Here is the full text of Dr. Chuck Murry’s talk titled “Regrowing heart muscle with stem cells” at TEDxSeattle conference.
For over 20 years, Dr. Chuck Murry has studied the causes of cardiovascular disease and researched harnessing the potential of stem cells to repair damaged heart muscle. In this talk, he shares his journey and groundbreaking research, providing hope through evidence that we can heal the heart.
TRANSCRIPT:
I’d like to tell you about a patient named Donna. In this photograph, Donna was in her mid-70s, a vigorous, healthy woman, the matriarch of a large clan. She had a family history of heart disease, however, and one day, she had the sudden onset of crushing chest pain.
Now unfortunately, rather than seeking medical attention, Donna took to her bed for about 12 hours until the pain passed. The next time she went to see her physician, he performed an electrocardiogram, and this showed that she’d had a large heart attack, or a “myocardial infarction” in medical parlance.
After this heart attack, Donna was never quite the same. Her energy levels progressively waned, she couldn’t do a lot of the physical activities she’d previously enjoyed. It got to the point where she couldn’t keep up with her grandkids, and it was even too much work to go out to the end of the driveway to pick up the mail.
One day, her granddaughter came by to walk the dog, and she found her grandmother dead in the chair. Doctors said it was a cardiac arrhythmia that was secondary to heart failure. But the last thing that I should tell you is that Donna was not just an ordinary patient. Donna was my mother.
Stories like ours are, unfortunately, far too common. Heart disease is the number one killer in the entire world. In the United States, it’s the most common reason that patients are admitted to the hospital, and it’s our number one health care expense. We spend over $100 billion — billion with a “B” — in this country every year on the treatment of heart disease. Just for reference, that’s more than twice the annual budget of the state of Washington.
What makes this disease so deadly?
Well, it all starts with the fact that the heart is the least regenerative organ in the human body. Now, a heart attack happens when a blood clot forms in a coronary artery that feeds blood to the wall of the heart. So this plugs the blood flow, and the heart muscle is very metabolically active, and so it dies very quickly, within just a few hours of having its blood flow interrupted.
Since the heart can’t grow back new muscle, it heals by scar formation. This leaves the patient with a deficit in the amount of heart muscle that they have. And in too many people, their illness progresses to the point where the heart can no longer keep up with the body’s demand for blood flow. This imbalance between supply and demand is the crux of heart failure.
So when I talk to people about this problem, I often get a shrug and a statement to the effect of, “Well, you know, Chuck, we’ve got to die of something.”
And yeah, but what this also tells me is that we’ve resigned ourselves to this as the status quo because we have to. Or do we? I think there’s a better way, and this better way involves the use of stem cells as medicines.
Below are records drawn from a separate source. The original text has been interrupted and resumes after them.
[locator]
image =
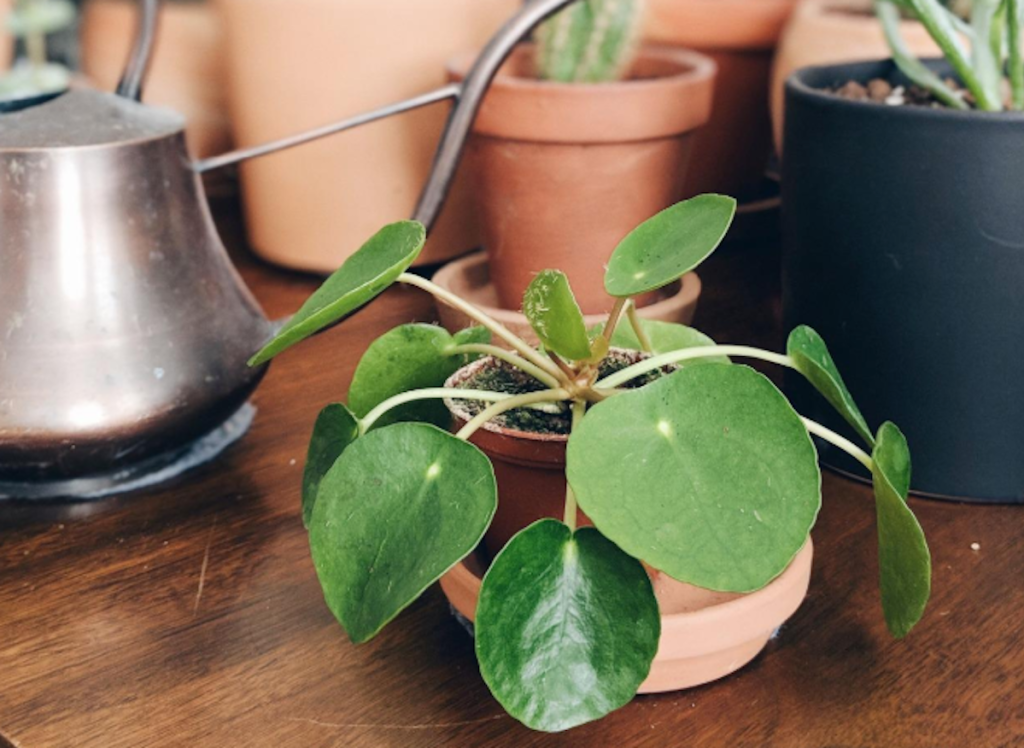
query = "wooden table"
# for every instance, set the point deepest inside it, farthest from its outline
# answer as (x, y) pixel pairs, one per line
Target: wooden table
(190, 616)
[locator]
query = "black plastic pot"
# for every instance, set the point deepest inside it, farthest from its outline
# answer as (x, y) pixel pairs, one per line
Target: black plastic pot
(904, 248)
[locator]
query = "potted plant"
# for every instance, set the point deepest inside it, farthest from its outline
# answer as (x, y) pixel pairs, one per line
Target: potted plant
(705, 473)
(731, 154)
(187, 73)
(34, 78)
(294, 65)
(823, 32)
(581, 136)
(903, 237)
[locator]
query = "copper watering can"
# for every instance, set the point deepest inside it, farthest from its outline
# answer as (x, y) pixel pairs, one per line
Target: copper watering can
(124, 329)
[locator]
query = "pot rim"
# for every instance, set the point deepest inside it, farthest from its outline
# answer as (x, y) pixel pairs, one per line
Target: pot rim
(806, 84)
(672, 104)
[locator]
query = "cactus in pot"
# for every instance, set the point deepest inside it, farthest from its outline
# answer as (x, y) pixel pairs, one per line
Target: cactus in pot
(593, 41)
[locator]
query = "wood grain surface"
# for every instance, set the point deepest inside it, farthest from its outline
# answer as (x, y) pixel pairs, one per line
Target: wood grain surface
(189, 615)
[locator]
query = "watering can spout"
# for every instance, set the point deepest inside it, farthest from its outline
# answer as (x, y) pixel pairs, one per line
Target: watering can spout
(468, 96)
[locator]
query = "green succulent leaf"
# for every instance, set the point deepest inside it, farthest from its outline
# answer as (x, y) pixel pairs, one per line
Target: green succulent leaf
(555, 316)
(40, 16)
(707, 474)
(410, 357)
(904, 561)
(566, 626)
(666, 337)
(398, 509)
(811, 357)
(665, 248)
(335, 429)
(364, 277)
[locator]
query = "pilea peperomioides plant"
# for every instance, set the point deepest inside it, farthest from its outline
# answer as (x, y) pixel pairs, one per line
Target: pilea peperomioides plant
(706, 473)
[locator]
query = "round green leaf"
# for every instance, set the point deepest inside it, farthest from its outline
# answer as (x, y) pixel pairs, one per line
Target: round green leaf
(364, 277)
(410, 357)
(811, 357)
(904, 561)
(666, 337)
(336, 427)
(555, 316)
(708, 474)
(398, 509)
(665, 248)
(566, 626)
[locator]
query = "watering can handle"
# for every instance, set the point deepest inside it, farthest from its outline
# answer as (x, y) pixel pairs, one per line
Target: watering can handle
(469, 95)
(130, 85)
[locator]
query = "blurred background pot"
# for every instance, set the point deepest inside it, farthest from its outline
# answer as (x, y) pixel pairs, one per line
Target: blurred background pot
(562, 172)
(731, 154)
(904, 248)
(824, 32)
(187, 69)
(299, 64)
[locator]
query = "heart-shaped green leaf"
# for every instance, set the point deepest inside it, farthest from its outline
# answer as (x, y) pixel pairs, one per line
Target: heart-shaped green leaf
(666, 337)
(410, 357)
(665, 248)
(708, 474)
(904, 562)
(555, 316)
(398, 509)
(811, 357)
(336, 427)
(566, 626)
(364, 277)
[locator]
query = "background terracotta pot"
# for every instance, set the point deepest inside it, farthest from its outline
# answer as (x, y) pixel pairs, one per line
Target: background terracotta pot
(740, 36)
(187, 69)
(823, 32)
(563, 172)
(300, 64)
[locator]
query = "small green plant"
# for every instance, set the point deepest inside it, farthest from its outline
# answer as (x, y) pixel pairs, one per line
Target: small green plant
(707, 473)
(32, 21)
(592, 41)
(994, 56)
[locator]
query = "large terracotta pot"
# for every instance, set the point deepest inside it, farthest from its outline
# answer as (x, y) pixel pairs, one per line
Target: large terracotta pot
(824, 32)
(300, 64)
(562, 172)
(706, 635)
(740, 36)
(187, 69)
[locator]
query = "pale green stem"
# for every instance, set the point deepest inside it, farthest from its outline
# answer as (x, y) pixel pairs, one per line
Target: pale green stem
(842, 443)
(637, 324)
(496, 327)
(518, 401)
(507, 356)
(435, 393)
(908, 64)
(571, 506)
(613, 317)
(935, 19)
(675, 357)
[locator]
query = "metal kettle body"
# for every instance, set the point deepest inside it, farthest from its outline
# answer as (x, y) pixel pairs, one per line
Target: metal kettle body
(124, 328)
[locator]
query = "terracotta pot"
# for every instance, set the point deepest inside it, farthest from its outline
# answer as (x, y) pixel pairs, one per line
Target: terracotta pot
(740, 36)
(187, 69)
(823, 32)
(300, 64)
(469, 278)
(706, 635)
(563, 172)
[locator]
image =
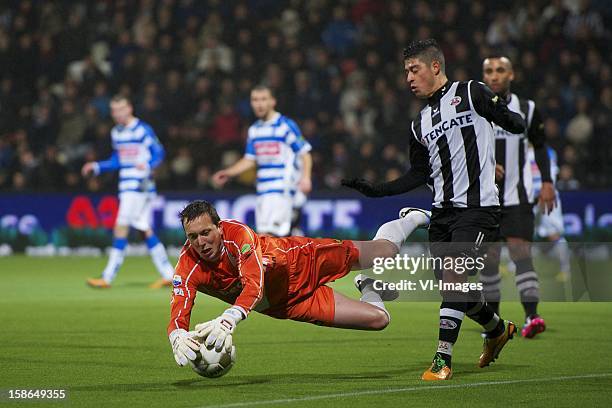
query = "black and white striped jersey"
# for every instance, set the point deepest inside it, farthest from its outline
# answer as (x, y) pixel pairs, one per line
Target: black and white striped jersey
(454, 131)
(511, 151)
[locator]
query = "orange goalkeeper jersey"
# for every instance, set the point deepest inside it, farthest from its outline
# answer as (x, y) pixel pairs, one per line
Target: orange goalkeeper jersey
(259, 273)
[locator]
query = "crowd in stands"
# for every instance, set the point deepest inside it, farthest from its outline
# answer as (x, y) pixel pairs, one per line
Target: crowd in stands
(336, 67)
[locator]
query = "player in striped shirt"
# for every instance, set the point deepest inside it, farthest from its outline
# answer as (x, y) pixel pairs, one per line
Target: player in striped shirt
(514, 179)
(276, 147)
(451, 150)
(285, 278)
(550, 226)
(136, 152)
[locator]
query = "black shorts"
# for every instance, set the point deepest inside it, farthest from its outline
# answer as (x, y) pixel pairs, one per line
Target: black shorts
(517, 221)
(463, 231)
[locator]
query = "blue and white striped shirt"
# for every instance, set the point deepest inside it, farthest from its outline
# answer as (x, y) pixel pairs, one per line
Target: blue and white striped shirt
(133, 145)
(276, 146)
(535, 171)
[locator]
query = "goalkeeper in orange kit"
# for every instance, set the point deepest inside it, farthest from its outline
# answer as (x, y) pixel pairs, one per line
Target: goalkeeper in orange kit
(283, 278)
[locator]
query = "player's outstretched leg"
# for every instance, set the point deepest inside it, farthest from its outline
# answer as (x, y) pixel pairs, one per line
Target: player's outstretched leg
(359, 315)
(389, 237)
(497, 331)
(115, 259)
(160, 259)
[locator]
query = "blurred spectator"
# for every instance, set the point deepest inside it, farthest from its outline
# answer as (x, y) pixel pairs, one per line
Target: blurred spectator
(336, 66)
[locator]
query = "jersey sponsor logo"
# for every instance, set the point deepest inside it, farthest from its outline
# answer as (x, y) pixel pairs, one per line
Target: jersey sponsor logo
(456, 101)
(267, 148)
(128, 152)
(447, 324)
(447, 125)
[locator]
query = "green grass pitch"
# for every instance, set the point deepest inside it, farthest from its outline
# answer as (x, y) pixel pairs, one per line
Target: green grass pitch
(109, 348)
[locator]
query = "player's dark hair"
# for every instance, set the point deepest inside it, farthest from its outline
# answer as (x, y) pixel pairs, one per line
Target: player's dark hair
(426, 50)
(500, 56)
(198, 208)
(121, 97)
(262, 87)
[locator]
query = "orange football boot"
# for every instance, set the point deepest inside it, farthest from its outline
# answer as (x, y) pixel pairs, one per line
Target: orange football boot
(438, 370)
(161, 283)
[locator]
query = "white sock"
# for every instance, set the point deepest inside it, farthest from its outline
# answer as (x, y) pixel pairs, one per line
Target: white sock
(160, 259)
(562, 249)
(369, 295)
(115, 260)
(397, 231)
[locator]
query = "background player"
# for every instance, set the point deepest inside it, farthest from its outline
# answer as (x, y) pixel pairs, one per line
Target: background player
(275, 145)
(136, 152)
(281, 277)
(452, 148)
(514, 178)
(550, 226)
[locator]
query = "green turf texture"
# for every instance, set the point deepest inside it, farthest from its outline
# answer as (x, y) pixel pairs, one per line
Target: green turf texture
(109, 348)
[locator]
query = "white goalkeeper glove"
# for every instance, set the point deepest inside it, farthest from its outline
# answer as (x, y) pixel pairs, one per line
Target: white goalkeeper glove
(217, 333)
(184, 346)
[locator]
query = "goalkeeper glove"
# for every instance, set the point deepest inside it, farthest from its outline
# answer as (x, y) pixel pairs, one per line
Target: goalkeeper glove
(363, 186)
(184, 346)
(217, 333)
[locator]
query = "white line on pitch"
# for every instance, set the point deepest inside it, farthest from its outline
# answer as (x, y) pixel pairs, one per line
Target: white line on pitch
(406, 389)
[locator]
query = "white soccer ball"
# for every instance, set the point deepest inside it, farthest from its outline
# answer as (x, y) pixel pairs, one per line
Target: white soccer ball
(213, 364)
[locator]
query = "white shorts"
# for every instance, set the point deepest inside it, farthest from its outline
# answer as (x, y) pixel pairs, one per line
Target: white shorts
(135, 210)
(551, 224)
(273, 214)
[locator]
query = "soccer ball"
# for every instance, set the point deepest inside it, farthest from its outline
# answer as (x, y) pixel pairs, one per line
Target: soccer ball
(213, 364)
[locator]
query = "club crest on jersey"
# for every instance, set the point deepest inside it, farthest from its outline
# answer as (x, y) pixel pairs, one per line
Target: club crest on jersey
(455, 101)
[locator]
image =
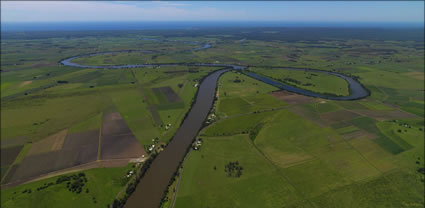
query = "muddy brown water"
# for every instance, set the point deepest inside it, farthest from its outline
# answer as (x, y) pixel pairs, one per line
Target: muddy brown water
(149, 191)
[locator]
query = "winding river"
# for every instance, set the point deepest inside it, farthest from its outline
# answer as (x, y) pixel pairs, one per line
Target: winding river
(150, 190)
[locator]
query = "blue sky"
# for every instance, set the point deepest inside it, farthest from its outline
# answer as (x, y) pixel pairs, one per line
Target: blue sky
(302, 11)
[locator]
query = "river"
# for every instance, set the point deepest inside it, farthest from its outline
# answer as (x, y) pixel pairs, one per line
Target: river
(149, 191)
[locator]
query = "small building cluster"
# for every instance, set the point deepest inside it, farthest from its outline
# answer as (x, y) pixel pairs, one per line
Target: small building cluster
(130, 173)
(197, 144)
(211, 118)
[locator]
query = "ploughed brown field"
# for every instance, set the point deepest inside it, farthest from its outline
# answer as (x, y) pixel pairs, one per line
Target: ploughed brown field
(292, 98)
(169, 93)
(340, 115)
(62, 151)
(118, 142)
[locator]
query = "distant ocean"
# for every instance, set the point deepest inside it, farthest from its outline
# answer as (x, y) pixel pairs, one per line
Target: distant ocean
(75, 26)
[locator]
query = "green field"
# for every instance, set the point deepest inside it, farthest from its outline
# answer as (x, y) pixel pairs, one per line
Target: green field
(313, 81)
(102, 184)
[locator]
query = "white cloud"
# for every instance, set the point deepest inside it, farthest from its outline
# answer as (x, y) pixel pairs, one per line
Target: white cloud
(30, 11)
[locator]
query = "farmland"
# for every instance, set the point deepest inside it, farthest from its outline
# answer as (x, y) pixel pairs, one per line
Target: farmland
(259, 144)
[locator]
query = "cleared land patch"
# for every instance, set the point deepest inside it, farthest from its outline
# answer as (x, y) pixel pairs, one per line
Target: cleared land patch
(338, 116)
(117, 139)
(292, 98)
(51, 143)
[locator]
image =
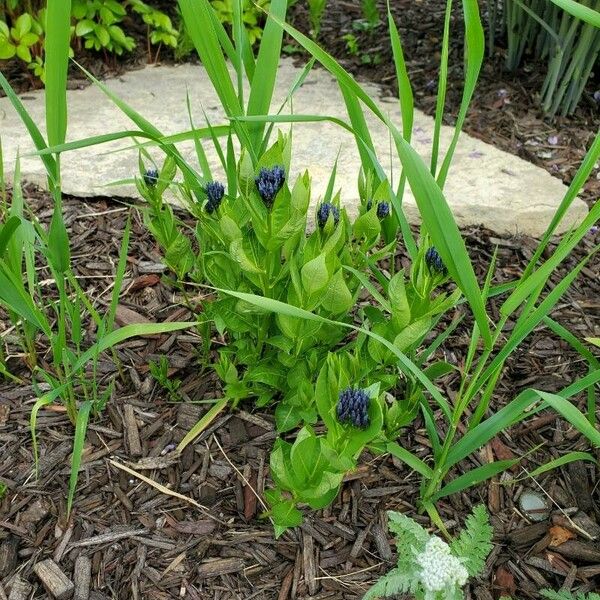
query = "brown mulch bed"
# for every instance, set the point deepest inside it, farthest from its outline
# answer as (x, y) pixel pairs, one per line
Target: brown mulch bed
(504, 110)
(139, 542)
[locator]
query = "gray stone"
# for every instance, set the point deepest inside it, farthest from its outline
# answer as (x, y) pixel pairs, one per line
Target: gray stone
(485, 186)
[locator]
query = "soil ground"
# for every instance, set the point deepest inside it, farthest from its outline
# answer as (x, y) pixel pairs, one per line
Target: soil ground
(144, 543)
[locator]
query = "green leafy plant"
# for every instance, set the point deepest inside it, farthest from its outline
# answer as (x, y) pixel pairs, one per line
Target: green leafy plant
(287, 304)
(565, 595)
(95, 24)
(71, 375)
(428, 567)
(565, 34)
(160, 28)
(370, 13)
So what exactly are stem cells?
If you look at them under the microscope, there’s not much going on. They’re just simple little round cells. But that belies two remarkable attributes.
The first is they can divide like crazy. So I can take a single cell, and in a month’s time, I can grow this up to billions of cells. The second is they can differentiate or become more specialized, so these simple little round cells can turn into skin, can turn into brain, can turn into kidney and so forth.
Now, some tissues in our bodies are chock-full of stem cells. Our bone marrow, for example, cranks out billions of blood cells every day. Other tissues like the heart are quite stable, and as far as we can tell, the heart lacks stem cells entirely. So for the heart, we’re going to have to bring stem cells in from the outside, and for this, we turn to the most potent stem cell type, the pluripotent stem cell.
Pluripotent stem cells are so named because they can turn into any of the 240-some cell types that make up the human body. So this is my big idea: I want to take human pluripotent stem cells, grow them up in large numbers, differentiate them into cardiac muscle cells and then take them out of the dish and transplant them into the hearts of patients who have had heart attacks. I think this is going to reseed the wall with new muscle tissue, and this will restore contractile function to the heart.
Now, before you applaud too much, this was my idea 20 years ago. And I thought I was young, I was full of it, and I thought, five years in the lab, and we’ll crank this out, and we’ll have this into the clinic. Let me tell you what really happened.
We began with the quest to turn these pluripotent stem cells into heart muscle. And our first experiments worked, sort of. We got these little clumps of beating human heart muscle in the dish, and that was cool, because it said, in principle, this should be able to be done.
But when we got around to doing the cell counts, we found that only one out of 1,000 of our stem cells were actually turning into heart muscle. The rest was just a gemisch of brain and skin and cartilage and intestine. We weren’t able to ready to begin animal testing.
So how do you coax a cell that can become anything into becoming just a heart muscle cell?